The Corner

Still More Martha

One more email:

If you can stand another comment on this subject, please indulge me.

Your correspondents miss the point. Stewart was not charged with insider trading because what she did would not fit the definition.

Here is an example:

If you were accompanying a relative to his cancer treatment (God forbid) and you saw Bill Gates and it became clear to you that he was there for an initial consultation and you sold your Microsoft stock before Gates could announce that he was getting treatment for cancer, you would have traded on information not really available to the public but it would not be insider trading.

If, however, you were a director of Microsoft and Bill Gates told you that he had cancer and that he needed to announce to the investor community and you sold your shares before such announcement, you have insider trading.

I would say that Martha’s is more like the former.
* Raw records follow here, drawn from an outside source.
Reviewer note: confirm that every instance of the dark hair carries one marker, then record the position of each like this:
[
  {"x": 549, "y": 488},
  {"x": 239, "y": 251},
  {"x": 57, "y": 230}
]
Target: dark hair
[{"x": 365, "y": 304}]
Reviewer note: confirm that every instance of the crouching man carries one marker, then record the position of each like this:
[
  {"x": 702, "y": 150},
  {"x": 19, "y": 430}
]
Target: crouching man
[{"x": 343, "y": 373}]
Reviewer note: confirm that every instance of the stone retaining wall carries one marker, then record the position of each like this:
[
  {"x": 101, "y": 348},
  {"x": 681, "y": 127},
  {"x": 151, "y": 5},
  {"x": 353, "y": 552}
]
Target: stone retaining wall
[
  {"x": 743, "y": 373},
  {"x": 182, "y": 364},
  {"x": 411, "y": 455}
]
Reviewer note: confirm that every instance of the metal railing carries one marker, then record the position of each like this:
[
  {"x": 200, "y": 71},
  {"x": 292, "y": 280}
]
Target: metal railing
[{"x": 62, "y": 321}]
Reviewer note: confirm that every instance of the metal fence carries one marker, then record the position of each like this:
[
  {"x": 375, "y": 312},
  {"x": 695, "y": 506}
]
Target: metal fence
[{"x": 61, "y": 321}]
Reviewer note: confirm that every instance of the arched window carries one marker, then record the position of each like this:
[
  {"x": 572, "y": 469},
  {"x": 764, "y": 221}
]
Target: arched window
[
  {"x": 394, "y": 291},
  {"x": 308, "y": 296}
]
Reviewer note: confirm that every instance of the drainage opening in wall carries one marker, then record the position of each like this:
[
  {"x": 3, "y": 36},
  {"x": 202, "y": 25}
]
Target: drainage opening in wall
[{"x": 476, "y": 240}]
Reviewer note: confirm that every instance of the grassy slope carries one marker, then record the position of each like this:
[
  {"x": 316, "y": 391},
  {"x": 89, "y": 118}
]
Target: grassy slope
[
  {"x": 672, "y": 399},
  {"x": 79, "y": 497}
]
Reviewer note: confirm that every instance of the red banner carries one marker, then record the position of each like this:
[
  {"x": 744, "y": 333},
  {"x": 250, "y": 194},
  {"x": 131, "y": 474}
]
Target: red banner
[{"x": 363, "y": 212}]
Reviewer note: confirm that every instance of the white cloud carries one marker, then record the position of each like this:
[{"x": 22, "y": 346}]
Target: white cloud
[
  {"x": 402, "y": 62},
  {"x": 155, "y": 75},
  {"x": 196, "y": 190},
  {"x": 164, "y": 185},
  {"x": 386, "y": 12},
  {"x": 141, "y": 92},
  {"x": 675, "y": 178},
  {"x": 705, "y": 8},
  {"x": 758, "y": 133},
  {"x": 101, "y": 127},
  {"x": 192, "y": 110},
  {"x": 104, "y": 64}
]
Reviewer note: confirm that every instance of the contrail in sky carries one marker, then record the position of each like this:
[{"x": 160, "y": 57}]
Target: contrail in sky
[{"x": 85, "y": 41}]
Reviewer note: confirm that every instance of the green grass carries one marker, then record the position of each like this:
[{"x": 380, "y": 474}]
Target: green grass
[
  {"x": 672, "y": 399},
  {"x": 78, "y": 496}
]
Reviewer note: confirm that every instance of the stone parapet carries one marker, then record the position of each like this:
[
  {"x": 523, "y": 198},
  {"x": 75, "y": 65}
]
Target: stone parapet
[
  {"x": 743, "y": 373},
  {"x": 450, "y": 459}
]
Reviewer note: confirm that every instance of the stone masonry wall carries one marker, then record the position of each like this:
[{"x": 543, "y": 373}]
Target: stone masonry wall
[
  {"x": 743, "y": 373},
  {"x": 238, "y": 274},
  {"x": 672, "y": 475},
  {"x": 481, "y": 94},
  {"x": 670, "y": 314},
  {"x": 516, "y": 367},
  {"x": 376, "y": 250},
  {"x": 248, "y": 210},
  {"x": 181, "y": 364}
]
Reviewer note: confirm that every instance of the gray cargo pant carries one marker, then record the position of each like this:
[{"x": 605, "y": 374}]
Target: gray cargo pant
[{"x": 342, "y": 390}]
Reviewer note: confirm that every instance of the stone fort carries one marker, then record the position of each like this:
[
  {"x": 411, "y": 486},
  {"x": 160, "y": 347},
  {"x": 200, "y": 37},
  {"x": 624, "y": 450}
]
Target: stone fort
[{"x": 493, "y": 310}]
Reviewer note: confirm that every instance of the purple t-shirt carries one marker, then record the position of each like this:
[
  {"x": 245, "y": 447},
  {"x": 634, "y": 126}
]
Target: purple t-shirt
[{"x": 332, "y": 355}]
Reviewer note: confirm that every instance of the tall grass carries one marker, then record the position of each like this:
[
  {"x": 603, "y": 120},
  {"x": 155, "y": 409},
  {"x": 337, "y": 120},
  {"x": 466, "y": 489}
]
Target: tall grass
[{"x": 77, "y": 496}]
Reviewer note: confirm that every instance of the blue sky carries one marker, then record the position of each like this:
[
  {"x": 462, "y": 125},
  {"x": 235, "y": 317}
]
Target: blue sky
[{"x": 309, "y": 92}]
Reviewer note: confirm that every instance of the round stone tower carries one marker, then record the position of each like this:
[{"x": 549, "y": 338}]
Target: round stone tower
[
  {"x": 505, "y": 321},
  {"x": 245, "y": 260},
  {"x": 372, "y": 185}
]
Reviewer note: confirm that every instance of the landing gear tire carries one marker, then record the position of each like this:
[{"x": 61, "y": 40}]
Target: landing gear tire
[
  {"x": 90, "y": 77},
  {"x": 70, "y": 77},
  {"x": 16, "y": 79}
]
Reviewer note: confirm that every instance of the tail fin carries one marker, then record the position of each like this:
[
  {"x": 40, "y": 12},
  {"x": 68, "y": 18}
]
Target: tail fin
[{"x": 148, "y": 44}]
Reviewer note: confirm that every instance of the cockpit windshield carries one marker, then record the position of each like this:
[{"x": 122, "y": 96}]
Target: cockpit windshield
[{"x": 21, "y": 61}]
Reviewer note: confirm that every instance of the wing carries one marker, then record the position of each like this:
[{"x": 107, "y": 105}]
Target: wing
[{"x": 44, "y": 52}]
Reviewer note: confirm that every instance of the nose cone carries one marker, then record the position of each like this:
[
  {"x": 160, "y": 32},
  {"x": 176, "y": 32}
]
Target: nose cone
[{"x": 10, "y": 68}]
She obtained the information from her broker that Waksal was selling his shares. She did not know why, she did not have some inside tip from an Imclone person, she connected the dots on a piece of information offered to her by her broker. Now, her broker might have committed some ethical lapse and went against Merrill’s code of conduct, but, again, no insider trading.

People have to get off the fact that Martha did not commit the crime of insider trading. Now, it seems entirely reasonable that a jury could find that she lied to investigators and for that she should be punished.

People, including the jurors, do not seem to understand what the issue was in this case.